On June 3rd, 2014, BIO hosted a briefing entitled “The Untapped Potential of Advanced Modeling: How Animal Biotech Speeds Drug Development” to showcase the growing field of biomedical applications through animal biotechnology. Panelists specifically highlighted opportunities for GE animal models of human disease to help patients with devastating diseases.
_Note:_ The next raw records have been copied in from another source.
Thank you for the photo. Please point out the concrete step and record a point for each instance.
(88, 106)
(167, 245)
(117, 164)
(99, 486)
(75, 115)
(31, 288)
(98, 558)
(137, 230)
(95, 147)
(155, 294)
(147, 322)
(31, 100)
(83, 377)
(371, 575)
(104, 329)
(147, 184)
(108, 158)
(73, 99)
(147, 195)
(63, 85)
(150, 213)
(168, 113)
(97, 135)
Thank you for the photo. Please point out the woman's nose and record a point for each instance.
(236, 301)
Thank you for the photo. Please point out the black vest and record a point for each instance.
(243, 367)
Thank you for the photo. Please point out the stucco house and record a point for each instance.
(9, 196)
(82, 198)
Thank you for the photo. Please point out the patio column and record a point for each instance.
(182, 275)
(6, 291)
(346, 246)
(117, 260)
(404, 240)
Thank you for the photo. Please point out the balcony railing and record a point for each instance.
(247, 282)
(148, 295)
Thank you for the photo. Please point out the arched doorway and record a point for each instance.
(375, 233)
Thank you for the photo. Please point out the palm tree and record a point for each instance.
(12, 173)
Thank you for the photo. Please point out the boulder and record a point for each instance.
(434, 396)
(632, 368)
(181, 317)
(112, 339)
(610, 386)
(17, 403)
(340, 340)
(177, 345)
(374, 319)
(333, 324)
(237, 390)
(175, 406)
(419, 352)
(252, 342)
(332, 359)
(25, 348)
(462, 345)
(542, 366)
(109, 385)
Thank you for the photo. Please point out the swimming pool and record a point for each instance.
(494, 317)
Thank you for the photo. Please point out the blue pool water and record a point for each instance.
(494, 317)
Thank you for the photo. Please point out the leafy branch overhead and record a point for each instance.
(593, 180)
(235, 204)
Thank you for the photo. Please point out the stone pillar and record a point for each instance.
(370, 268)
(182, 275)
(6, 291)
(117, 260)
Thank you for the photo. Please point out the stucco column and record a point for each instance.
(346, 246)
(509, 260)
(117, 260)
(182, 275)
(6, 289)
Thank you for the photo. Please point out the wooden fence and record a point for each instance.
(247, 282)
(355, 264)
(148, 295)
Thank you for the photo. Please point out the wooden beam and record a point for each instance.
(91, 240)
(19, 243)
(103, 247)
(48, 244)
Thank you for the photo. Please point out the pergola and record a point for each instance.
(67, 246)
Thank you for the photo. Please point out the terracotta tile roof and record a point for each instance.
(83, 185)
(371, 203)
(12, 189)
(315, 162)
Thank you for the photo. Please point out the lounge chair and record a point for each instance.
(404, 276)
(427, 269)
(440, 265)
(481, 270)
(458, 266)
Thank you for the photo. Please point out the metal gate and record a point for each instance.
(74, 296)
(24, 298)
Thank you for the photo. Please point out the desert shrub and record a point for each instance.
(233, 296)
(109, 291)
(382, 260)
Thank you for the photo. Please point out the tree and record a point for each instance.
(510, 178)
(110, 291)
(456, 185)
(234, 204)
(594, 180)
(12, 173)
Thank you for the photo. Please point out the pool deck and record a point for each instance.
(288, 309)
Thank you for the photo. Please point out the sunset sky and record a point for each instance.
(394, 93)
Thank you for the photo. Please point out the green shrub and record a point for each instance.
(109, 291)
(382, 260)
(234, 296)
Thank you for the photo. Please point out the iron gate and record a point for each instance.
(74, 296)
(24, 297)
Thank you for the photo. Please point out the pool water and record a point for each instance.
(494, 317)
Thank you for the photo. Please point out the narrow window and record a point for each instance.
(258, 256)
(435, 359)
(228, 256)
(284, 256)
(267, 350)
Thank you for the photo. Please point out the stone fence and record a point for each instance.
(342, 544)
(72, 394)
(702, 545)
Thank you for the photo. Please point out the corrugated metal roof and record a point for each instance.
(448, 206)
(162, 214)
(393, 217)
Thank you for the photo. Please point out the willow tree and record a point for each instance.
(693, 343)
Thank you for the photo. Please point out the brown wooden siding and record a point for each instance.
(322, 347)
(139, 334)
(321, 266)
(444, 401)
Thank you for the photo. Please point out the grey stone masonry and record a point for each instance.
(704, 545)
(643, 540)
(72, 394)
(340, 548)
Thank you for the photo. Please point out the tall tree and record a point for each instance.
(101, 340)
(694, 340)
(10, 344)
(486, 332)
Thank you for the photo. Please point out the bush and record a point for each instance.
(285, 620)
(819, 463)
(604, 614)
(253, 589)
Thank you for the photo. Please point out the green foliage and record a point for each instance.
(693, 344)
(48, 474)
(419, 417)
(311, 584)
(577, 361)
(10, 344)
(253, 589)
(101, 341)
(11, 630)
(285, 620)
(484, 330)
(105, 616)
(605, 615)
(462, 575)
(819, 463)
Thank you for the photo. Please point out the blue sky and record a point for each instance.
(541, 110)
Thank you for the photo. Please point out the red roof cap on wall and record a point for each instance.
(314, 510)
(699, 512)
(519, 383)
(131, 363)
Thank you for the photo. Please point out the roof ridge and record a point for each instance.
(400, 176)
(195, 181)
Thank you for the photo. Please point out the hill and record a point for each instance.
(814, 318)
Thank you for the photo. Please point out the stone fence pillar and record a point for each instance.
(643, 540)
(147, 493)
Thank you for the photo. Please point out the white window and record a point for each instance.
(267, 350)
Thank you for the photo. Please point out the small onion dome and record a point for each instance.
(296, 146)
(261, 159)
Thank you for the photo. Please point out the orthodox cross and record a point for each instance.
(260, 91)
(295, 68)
The panel included three experts in the field: Danielle Kerkovich, PhD, the Principal Scientist of Beyond Batten Disease Foundation, John Swart, PhD, President of Exemplar Genetics, and Jay Cormier, JD, Associate, Hyman, Phelps & McNamara, P.C.
Dr. Kerkovich highlighted her Foundation’s initiatives for battling Batten, a rare neurological disorder primarily found in children. As research and clinical trials are performed on each new potential treatment, innovators can face financial barriers and long development timeless, she argued. Beyond Batten is seeking better methods to perform these testing steps, and large animal models are being developed through animal biotechnology to speed development. Kerkovich called for non-governmental organizations to support this process through their collective strengths of informing federal funders, legislators, researchers, and regulators about the power and lowered cost of these models versus traditional mouse models.
Dr. Swart then introduced the possibilities available through GE livestock models due to their similarities in anatomy, human like disease symptoms, and use for therapeutic development. He notably illustrated positive impacts of models that are already in preliminary use for studying cystic fibrosis, heart disease, and degenerative muscular diseases. “Better models will enable researchers to discover new disease mechanisms, accelerate drug and device discovery, and even improve predictive efficacy,” he argued.
Wrapping up, Dr. Jay Cormier outlined the hurdles that FDA regulations can place on GE livestock models and the effects that this has on the industry. In 2009, FDA published a final guidance document indicating FDA’s current thinking on the regulation of GE animals under their New Animal Drug authorities. The law defines a “drug” as an article that is “intended to affect the structure or any function of the body of man or other animals” and the FDA treats the GE DNA as a new animal drug. He postulated that the reason FDA approvals can take a long period of time was that some of them induce inquiries from several layers of the Federal government. Dr. Cormier concluded his presentation by laying out arguments against the necessity of every step in the regulatory process for GE animal models as those animals will not be used for food or directly as human medicine.
Biotechnology flourishes in a supportive research and regulatory environment, and GE livestock models can be the key to unlocking the secrets behind some of the world’s most devastating conditions. Regulatory decisions on GE animals will impact our ability to find these cures more efficiently and though less cost for those most in need.